You are viewing a read-only archive of the Blogs.Harvard network. Learn more.

The End of Public Financing for the Presidential Election?

Speculations about what kind of sea change the Internet has enabled for campaigning and how that sea change will translate on election day for the US president have been ubiquitous (really, it’s difficult to avoid a media outlet that isn’t opining about how the Internet is helping the Obama campaign with grassroots organization and fundraising). But news sources are starting to take note that another consequence of the unprecedented success of online fundraising will be the complete irrelevance of public campaign financing.

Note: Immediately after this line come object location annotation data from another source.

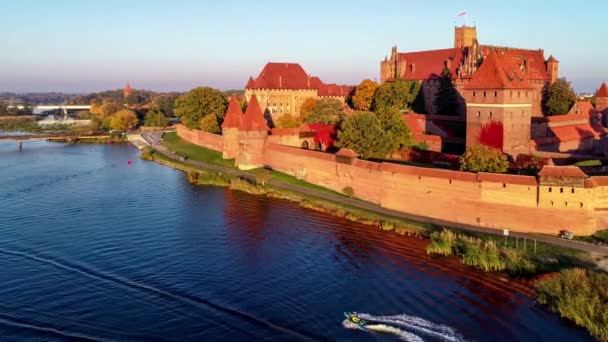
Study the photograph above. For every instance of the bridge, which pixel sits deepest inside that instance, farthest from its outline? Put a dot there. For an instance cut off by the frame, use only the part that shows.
(56, 136)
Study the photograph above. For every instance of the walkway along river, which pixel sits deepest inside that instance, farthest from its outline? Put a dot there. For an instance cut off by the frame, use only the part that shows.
(93, 248)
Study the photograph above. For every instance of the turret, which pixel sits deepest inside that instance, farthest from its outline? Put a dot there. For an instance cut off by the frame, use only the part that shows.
(553, 68)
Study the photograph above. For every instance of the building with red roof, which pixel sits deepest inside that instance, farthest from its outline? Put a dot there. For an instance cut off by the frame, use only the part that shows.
(463, 61)
(282, 88)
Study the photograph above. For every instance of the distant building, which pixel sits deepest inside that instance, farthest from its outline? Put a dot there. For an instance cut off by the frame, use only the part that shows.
(127, 91)
(282, 88)
(463, 61)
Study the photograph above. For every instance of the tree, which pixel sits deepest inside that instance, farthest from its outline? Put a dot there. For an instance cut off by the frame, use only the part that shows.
(166, 104)
(364, 94)
(446, 101)
(155, 118)
(393, 124)
(482, 158)
(198, 103)
(362, 132)
(558, 98)
(399, 94)
(306, 108)
(209, 124)
(123, 120)
(327, 111)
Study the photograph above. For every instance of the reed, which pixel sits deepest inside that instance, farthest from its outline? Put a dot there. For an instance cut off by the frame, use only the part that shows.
(579, 295)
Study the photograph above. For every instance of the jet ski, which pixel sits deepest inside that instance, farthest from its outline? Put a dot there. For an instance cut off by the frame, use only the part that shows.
(353, 317)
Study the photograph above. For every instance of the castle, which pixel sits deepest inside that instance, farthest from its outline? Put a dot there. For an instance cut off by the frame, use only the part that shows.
(499, 95)
(282, 88)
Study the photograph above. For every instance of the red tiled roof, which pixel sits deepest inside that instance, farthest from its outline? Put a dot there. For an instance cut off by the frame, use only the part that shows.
(253, 120)
(422, 65)
(234, 114)
(496, 73)
(603, 91)
(580, 107)
(562, 171)
(293, 76)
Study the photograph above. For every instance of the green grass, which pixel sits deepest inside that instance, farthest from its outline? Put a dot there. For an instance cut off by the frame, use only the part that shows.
(579, 295)
(492, 253)
(599, 236)
(194, 152)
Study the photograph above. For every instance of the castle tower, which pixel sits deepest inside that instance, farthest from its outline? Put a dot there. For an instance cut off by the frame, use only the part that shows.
(127, 91)
(252, 135)
(553, 68)
(464, 36)
(230, 129)
(499, 107)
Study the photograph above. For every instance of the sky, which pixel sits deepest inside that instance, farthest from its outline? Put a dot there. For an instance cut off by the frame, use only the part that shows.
(91, 45)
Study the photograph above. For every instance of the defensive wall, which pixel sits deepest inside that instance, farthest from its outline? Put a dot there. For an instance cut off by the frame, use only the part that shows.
(518, 203)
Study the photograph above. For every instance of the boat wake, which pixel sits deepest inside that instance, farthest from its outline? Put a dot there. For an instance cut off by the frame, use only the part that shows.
(407, 328)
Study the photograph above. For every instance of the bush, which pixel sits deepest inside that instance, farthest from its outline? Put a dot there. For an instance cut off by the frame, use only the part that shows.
(482, 158)
(579, 295)
(348, 191)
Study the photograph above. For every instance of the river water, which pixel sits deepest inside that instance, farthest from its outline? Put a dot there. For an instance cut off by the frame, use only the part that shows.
(94, 248)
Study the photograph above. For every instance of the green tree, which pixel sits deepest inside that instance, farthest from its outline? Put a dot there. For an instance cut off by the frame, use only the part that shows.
(122, 120)
(198, 103)
(364, 94)
(155, 118)
(446, 101)
(482, 158)
(362, 132)
(558, 97)
(166, 104)
(391, 120)
(209, 124)
(399, 94)
(327, 111)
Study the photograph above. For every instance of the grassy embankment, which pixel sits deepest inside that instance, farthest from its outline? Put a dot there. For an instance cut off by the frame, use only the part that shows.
(587, 306)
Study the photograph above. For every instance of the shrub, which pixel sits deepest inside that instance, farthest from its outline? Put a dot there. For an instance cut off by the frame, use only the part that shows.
(580, 295)
(482, 158)
(348, 191)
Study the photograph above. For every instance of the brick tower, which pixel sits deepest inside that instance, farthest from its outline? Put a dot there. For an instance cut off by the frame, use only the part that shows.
(499, 107)
(230, 129)
(252, 135)
(464, 36)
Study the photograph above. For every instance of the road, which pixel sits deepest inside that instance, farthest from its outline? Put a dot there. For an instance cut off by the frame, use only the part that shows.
(600, 253)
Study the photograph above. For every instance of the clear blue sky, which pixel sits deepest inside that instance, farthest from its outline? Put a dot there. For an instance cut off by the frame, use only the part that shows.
(82, 46)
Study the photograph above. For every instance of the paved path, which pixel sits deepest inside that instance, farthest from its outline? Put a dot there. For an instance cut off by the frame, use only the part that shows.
(598, 252)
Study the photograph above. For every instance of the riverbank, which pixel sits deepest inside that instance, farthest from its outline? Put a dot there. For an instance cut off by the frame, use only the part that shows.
(486, 252)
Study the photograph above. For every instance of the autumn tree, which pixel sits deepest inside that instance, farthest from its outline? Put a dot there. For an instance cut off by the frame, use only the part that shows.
(362, 132)
(391, 120)
(122, 120)
(364, 94)
(156, 118)
(209, 123)
(199, 103)
(306, 108)
(482, 158)
(446, 101)
(327, 111)
(558, 97)
(399, 94)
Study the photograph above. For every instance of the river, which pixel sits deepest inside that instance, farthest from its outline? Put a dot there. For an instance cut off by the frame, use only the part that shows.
(92, 247)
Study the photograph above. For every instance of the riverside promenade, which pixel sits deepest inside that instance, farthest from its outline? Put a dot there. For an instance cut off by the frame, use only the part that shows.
(598, 253)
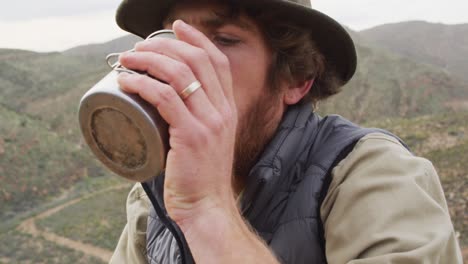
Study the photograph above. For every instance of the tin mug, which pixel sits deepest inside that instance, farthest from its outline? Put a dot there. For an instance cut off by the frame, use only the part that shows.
(124, 132)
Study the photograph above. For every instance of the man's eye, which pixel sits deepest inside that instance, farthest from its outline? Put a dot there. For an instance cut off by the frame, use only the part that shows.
(226, 41)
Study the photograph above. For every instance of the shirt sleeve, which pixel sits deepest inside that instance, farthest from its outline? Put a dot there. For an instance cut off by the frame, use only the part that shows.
(131, 247)
(385, 205)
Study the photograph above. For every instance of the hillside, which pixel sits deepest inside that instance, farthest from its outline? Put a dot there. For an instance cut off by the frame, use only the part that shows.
(46, 167)
(445, 46)
(101, 50)
(389, 85)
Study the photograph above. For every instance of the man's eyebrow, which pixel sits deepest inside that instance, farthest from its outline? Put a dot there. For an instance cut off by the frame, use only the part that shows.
(216, 21)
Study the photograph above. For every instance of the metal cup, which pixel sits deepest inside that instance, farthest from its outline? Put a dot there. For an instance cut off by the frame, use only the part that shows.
(124, 132)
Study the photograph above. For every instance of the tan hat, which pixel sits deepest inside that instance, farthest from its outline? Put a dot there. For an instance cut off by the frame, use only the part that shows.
(142, 17)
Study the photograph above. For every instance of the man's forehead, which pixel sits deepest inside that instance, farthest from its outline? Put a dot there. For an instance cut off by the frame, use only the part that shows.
(208, 15)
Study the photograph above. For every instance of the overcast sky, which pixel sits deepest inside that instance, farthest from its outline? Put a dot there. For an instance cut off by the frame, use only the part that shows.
(56, 25)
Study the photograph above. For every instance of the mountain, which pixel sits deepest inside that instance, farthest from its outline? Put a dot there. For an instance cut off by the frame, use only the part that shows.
(101, 50)
(44, 164)
(389, 85)
(445, 46)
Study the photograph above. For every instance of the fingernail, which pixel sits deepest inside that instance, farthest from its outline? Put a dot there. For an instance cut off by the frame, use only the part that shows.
(182, 24)
(123, 75)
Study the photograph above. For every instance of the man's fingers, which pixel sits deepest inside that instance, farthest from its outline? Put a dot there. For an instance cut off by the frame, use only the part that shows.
(178, 75)
(192, 36)
(160, 95)
(196, 58)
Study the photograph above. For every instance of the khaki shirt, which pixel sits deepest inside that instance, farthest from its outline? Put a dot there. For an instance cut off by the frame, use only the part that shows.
(384, 205)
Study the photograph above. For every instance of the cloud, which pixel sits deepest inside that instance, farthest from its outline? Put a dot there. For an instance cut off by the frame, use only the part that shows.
(59, 33)
(360, 14)
(22, 10)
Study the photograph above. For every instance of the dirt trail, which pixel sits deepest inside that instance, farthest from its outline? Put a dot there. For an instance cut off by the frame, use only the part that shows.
(29, 226)
(465, 255)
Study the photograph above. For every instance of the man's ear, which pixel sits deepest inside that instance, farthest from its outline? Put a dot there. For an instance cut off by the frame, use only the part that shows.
(297, 91)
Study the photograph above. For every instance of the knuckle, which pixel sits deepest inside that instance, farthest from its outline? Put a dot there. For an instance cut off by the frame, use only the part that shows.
(140, 79)
(200, 56)
(217, 123)
(167, 94)
(223, 62)
(180, 71)
(198, 137)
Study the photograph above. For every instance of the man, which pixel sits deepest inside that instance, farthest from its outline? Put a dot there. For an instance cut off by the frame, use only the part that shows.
(253, 174)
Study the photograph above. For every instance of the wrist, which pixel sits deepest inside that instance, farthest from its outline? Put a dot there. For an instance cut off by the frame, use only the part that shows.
(220, 235)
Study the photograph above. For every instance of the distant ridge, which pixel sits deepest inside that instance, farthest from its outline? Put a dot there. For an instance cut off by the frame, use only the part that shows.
(442, 45)
(117, 45)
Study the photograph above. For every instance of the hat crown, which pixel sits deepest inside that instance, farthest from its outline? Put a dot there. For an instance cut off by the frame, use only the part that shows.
(302, 2)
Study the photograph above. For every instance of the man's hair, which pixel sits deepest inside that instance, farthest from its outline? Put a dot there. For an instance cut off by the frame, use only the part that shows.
(296, 58)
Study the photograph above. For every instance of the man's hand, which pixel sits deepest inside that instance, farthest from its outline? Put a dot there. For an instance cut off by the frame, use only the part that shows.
(198, 192)
(202, 127)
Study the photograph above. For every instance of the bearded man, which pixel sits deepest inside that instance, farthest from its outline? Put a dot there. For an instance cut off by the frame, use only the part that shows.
(253, 174)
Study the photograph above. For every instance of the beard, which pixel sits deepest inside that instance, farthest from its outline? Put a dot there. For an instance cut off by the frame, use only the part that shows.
(254, 131)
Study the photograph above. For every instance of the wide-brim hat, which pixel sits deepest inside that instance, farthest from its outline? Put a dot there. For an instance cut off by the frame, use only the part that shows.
(143, 17)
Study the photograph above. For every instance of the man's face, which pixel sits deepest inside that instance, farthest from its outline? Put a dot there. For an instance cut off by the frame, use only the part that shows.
(241, 40)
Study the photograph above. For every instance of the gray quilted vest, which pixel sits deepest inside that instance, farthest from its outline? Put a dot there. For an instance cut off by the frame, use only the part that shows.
(284, 190)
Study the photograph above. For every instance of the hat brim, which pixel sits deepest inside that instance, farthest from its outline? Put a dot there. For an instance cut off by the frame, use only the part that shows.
(143, 17)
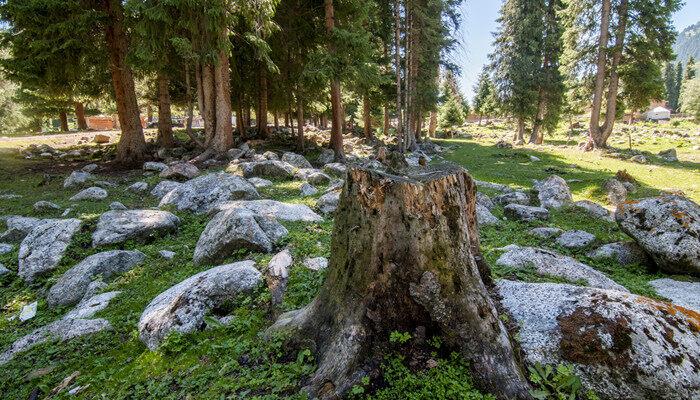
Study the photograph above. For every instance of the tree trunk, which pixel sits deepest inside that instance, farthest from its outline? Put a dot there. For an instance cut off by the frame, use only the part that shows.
(132, 145)
(165, 127)
(386, 274)
(80, 116)
(63, 116)
(336, 111)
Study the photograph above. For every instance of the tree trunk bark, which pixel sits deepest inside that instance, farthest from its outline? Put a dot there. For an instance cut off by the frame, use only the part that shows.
(165, 127)
(132, 144)
(63, 117)
(80, 116)
(387, 275)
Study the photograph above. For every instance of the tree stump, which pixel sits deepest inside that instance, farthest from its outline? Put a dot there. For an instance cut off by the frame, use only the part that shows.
(405, 254)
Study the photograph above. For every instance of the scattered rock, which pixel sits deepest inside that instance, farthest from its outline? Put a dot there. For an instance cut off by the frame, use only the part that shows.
(626, 253)
(547, 262)
(621, 346)
(296, 160)
(208, 191)
(553, 192)
(180, 172)
(316, 263)
(42, 249)
(44, 206)
(684, 294)
(667, 228)
(164, 187)
(237, 229)
(275, 209)
(91, 193)
(575, 239)
(182, 307)
(119, 226)
(525, 213)
(73, 284)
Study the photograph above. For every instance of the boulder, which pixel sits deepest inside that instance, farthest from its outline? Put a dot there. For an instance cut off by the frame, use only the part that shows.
(575, 239)
(553, 192)
(77, 179)
(180, 172)
(120, 226)
(684, 294)
(73, 284)
(626, 253)
(328, 203)
(42, 249)
(164, 187)
(275, 209)
(236, 229)
(74, 324)
(512, 198)
(667, 228)
(595, 210)
(18, 228)
(91, 193)
(525, 213)
(201, 194)
(546, 262)
(296, 160)
(182, 308)
(621, 346)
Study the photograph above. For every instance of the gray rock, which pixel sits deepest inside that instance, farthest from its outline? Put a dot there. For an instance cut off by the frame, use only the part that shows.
(621, 346)
(484, 216)
(73, 284)
(667, 228)
(594, 210)
(138, 187)
(259, 182)
(154, 166)
(547, 262)
(328, 203)
(307, 189)
(42, 249)
(575, 239)
(335, 169)
(525, 213)
(180, 172)
(18, 228)
(684, 294)
(208, 191)
(91, 193)
(275, 209)
(77, 179)
(43, 206)
(545, 232)
(512, 198)
(117, 206)
(553, 192)
(237, 229)
(119, 226)
(316, 263)
(182, 307)
(296, 160)
(164, 187)
(626, 253)
(74, 324)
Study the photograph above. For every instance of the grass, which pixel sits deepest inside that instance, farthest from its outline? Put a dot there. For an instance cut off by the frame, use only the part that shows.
(233, 361)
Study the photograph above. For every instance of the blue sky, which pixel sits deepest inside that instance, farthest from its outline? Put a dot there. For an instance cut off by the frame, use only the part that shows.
(479, 21)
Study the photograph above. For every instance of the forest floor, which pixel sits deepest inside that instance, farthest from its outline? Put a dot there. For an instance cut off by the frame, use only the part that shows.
(232, 361)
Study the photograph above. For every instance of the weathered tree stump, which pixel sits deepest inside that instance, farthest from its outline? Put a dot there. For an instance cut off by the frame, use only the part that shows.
(405, 254)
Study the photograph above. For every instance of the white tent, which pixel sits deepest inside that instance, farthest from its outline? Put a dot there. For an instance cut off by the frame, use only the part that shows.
(658, 114)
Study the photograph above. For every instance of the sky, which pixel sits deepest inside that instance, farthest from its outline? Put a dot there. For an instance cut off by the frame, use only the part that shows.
(479, 21)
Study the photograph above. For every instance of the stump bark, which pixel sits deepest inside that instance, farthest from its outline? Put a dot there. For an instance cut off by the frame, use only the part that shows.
(405, 254)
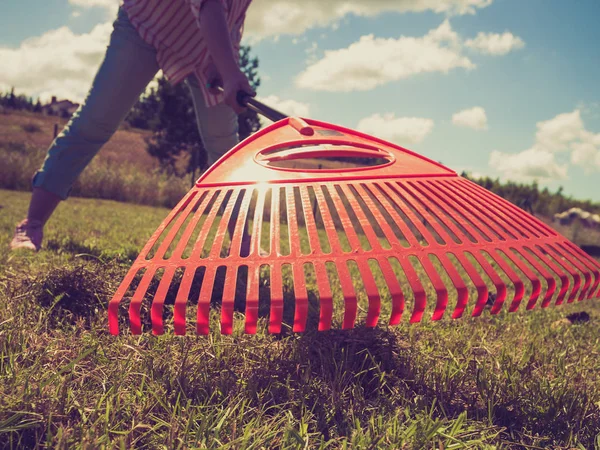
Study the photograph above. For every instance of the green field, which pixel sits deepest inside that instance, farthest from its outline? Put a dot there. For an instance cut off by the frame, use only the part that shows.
(520, 380)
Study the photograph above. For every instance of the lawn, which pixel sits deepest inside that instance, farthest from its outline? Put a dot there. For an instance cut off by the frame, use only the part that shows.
(512, 380)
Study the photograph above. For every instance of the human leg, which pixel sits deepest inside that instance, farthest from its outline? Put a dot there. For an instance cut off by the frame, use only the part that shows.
(128, 66)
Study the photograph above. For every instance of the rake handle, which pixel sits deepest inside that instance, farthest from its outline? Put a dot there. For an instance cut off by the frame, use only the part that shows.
(251, 103)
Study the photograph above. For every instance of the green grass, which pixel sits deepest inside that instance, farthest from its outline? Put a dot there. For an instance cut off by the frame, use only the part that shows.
(103, 178)
(522, 380)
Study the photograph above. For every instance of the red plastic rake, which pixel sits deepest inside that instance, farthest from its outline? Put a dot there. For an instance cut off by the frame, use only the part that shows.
(323, 217)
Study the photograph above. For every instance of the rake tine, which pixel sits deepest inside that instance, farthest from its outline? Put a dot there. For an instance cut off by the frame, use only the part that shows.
(435, 208)
(395, 291)
(159, 300)
(228, 301)
(495, 212)
(590, 264)
(587, 275)
(276, 312)
(236, 239)
(569, 268)
(482, 289)
(486, 220)
(183, 242)
(345, 219)
(325, 297)
(309, 219)
(366, 194)
(292, 219)
(564, 280)
(222, 229)
(504, 208)
(536, 285)
(301, 294)
(438, 285)
(402, 199)
(181, 300)
(350, 301)
(362, 218)
(257, 225)
(496, 281)
(332, 236)
(471, 226)
(252, 300)
(372, 293)
(528, 254)
(398, 221)
(429, 211)
(113, 305)
(431, 191)
(166, 243)
(512, 276)
(135, 322)
(417, 288)
(461, 288)
(203, 307)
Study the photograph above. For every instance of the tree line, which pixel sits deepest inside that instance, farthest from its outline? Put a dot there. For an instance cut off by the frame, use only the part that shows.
(168, 112)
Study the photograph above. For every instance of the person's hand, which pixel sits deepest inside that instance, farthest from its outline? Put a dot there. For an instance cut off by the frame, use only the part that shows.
(232, 85)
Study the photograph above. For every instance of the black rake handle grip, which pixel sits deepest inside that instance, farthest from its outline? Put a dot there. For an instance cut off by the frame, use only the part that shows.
(251, 103)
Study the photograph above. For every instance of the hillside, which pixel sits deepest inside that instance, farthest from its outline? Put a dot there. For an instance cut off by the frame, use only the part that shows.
(514, 380)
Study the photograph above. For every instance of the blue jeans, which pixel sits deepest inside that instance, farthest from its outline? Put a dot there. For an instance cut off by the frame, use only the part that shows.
(128, 66)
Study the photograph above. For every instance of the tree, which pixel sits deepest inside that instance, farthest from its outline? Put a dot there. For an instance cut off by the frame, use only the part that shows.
(249, 121)
(168, 111)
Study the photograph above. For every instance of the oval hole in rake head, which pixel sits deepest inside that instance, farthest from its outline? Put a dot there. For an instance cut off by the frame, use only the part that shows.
(439, 240)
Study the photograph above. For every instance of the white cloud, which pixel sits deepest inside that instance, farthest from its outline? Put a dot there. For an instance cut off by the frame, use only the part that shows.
(59, 63)
(471, 118)
(371, 61)
(287, 107)
(533, 163)
(495, 44)
(399, 130)
(565, 133)
(558, 133)
(110, 6)
(276, 17)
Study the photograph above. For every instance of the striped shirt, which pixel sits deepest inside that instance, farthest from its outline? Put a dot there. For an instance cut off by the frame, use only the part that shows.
(172, 28)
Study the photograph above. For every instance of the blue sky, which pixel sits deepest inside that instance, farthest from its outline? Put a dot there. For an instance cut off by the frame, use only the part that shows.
(505, 88)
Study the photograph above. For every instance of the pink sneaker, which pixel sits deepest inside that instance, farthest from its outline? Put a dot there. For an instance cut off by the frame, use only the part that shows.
(28, 235)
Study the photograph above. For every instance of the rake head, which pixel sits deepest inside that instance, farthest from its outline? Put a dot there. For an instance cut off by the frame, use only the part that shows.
(280, 233)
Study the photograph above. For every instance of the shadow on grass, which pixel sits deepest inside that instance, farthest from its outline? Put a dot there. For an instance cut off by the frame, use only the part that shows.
(69, 245)
(73, 295)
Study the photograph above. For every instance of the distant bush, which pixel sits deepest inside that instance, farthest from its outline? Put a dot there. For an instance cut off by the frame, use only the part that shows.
(101, 179)
(31, 127)
(542, 201)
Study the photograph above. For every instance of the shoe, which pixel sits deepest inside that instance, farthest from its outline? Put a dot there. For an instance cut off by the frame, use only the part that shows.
(28, 235)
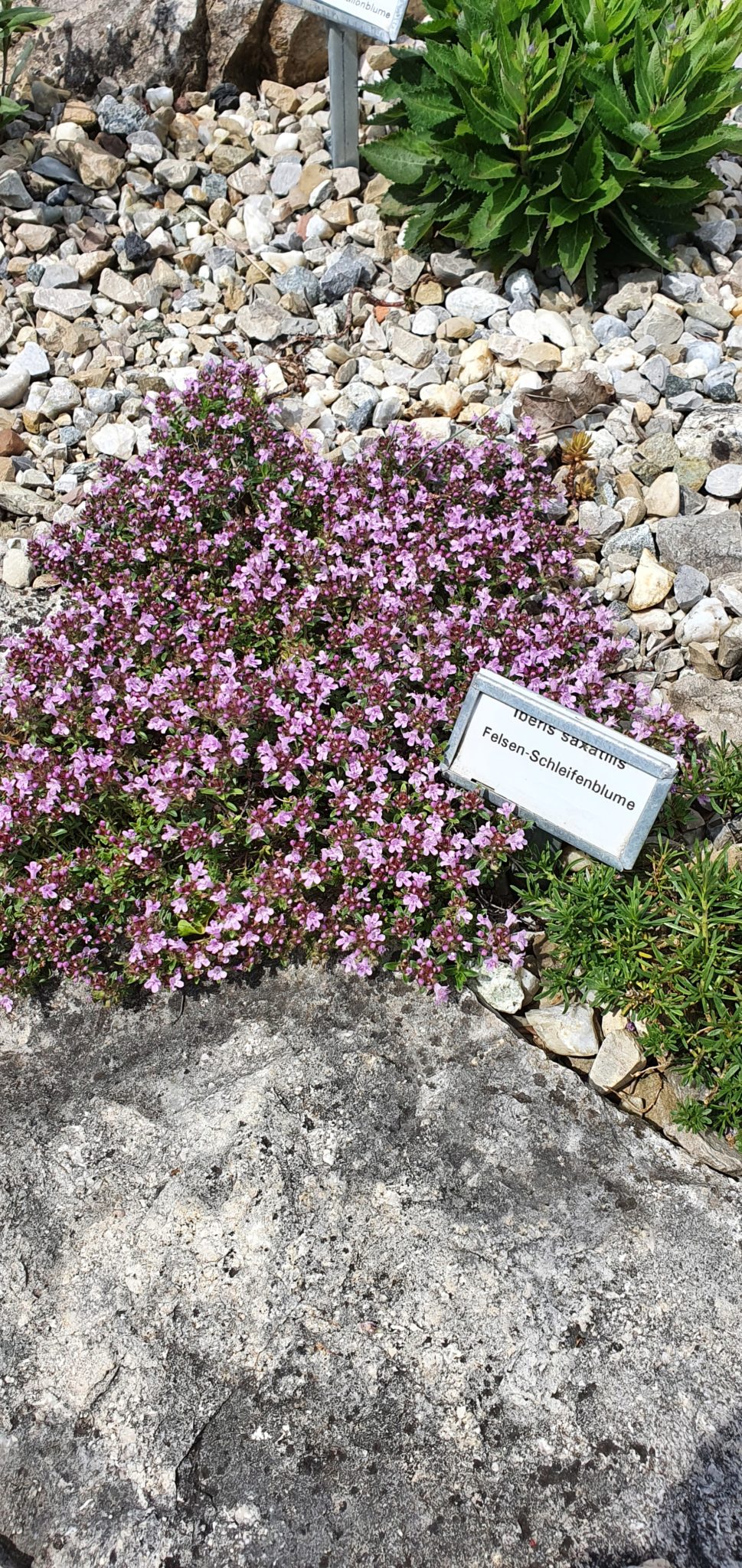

Although both McCain and Obama both pledged to opt into the public financing system for the general election if the other party’s candidate did the same, The Wall Street Journal reports that “Obama is poised to run the first privately financed general-election presidential campaign since Watergate”. Obama had previously said that he would “aggressively pursue” a publicly funded campaign, but according to the article, Obama “has laid the groundwork, through seeking a Federal Election Commission ruling, to reject traditional taxpayer funding.”

Because Clinton’s private fundraising would also likely exceed the amount that the public financing scheme would provide her, there is good reason to believe that she will opt out as well.

Because of the restrictions that accepting public financing imposes on candidates, candidates that opt out of the system would be far more independent of state parties and their respective party’s National Committees and would not need to coordinate with them for “get-out-the-vote efforts”. Or, as one of the lawyers from Kerry’s presidential campaign explains, “It’s just easier. You don’t have to talk to anybody. You can just write the check.”

And taking the relationship between Obama and the Democratic National Committee as an example, the unprecedented fundraising of individual campaigns that the Internet seems to have enabled may mean an outright shift in dependence. With only $5 million on hand, the DNC has entered a joint fundraising agreement with the Obama campaign and is negotiating for an agreement with the Clinton Campaign.

Of course, Presidential candidates have been relying less on public financing since the 2000 election, when now President Bush opted out of the system for the Republican primary. For the 2008 election, Obama, Clinton, and McCain have all opted out of the system for the primaries.

Still, it will be interesting to see how the ability to be structurally independent from public financing will alter the dynamics between candidates and national parties, local parties, and state politicians.

Be Sociable, Share!

One Response to “The End of Public Financing for the Presidential Election?”

  1. Tony Pell Says:

    In campaign financing, Economic Class predominates — and is that acceptable in a truly democratic society? Compared with practice and law in Western Europe in general (presumably democracies….?), the profligacy of spending in US elections is tantamount to buying votes. The process today, though, is carried out on every level, from precinct to town to county to state and beyond, instead of through Wards as in the past. During a recent business trip to Europe I was again questioned by folks on all sides of the political spectrum (from left-leaning Social Democrats to staunch right-wing Conservatives) how the US can proclaim itself a great democracy when bank account electioneering is the rule rather than the exception. Free Speech is not defined by who can Yell Loudest, ie pay the most, is it? By a Political Financial Complex sitting easily next to its blood brother, the Military Industrial Complex? Free Flow of Information from those with deepest pockets?